Mario Vargas Llosa podría recordar, por ejemplo,
que la democracia es un modelo político muy anterior al invento de Gütemberg; y
que precisamente, además, su relativa eficacia está siempre comprometida por el
elitismo innato a la cultura libresca de los modernos; incluso él mismo, que
suele hacer gala de esa arrogancia que ya parece natural a los parámetros de
excelencia intelectual modernos. De hecho, no sólo la democracia como modelo
político es muy anterior a la cultura del libro, sino que ese elitismo que la
amenaza constante proviene del autoritarismo moderno; que es tan viejo como la
democracia, pero que en la Modernidad revistió los lauros librescos del
despotismo ilustrado, poniendo los tomos a los pies de los tronos. Sin embargo,
y más allá aún de eso mismo, la asombrosa omisión de Vargas Llosa es incluso de
carácter antropológico; es decir, científica, teniendo en cuenta que se trata
de los procesos en que ocurre la reflexión, que muy modernamente Vargas Llosa
confunde con la potestad del discurso. En efecto, Vargas Llosa afirma que el
libro ayuda a los procesos reflexivos, lo que es cierto sólo en principio; un
principio constantemente distorsionado, por esa altanería con que los ilustres
nos imponen sus discursos iluminados en razón de —¡no!— su elitismo.

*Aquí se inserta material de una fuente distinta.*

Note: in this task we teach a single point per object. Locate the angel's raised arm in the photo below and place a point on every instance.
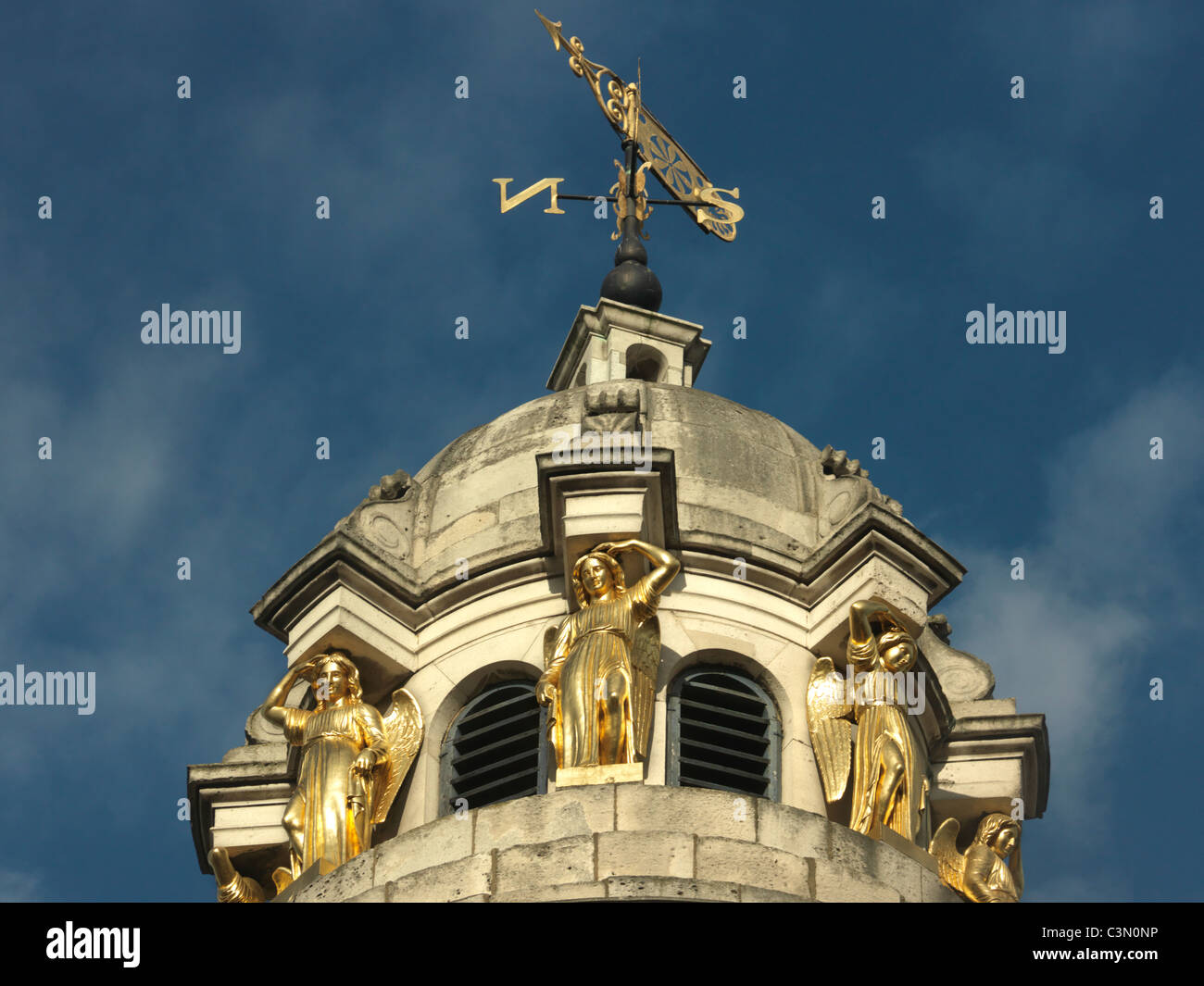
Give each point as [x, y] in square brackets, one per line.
[273, 705]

El principio, de naturaleza antropológica,
indica que el proceso reflexivo sufriría un desarrollo apoteósico a partir del
alfabeto; que no es lo mismo que el libro, y sólo se refiere a la capacidad de
elaborar
ideas sobre un espectro referencial ya organizado, que admite formaciones más
complejas y sutiles. Es decir, algo que ya se habría resuelto con la tradición
oral en que se hicieron las grandes epopeyas, y no con farragosos discursos
supremacistas; como esa manía de los modernos de andar enseñándole ética a la
gente, dígase que Roseau con el Emilio o Voltaire con el Cándido, en una
recurrencia que pareciera encubrir pasiones pederastas. Al fin y al cabo, su
misma literatura —que es magnífica— es rica en sentido recto y no en las
reflexiones analógicas de la parábola; que sería lo que explique esas filias y
fobias con que dicta al mundo lo que debe hacer para seguir pagando los
tributos y viáticos que le dan sentido de magister.
Vargas Llosa, como un dinosaurio, sólo estaría
viendo remecerse la tierra bajo sus pies en lo que sin dudas es un proceso de
extinción masiva; pero que no sería necesariamente el fin de la tierra o de la
raza humana, sino sólo de esa generación que cumplió su propósito y que ya es
hora de que deje los escenarios. No hay dudas de que la cultura se mueve en
favor de la imagen, lo que no tiene que ser un retorno a la barbarie; esas alarmas
más bien recuerdan las cautelas católicas ante la potestad de las gentes de
tener una cultura secular, no sometida a los arbitrios de una élite iluminada.
El retorno a la imagen bien podría significar una madurez de los procesos
cognitivos, que les permitiría prescindir de los soportes sobre los que tuvo
que desarrollarse; algo así como la iluminación del quinto sol mexica, que fue sin
dudas oprobiosa pero permitió esta expansión de la excelencia tecnológica de Occidente,
más grande que la tan ilustrada modernidad.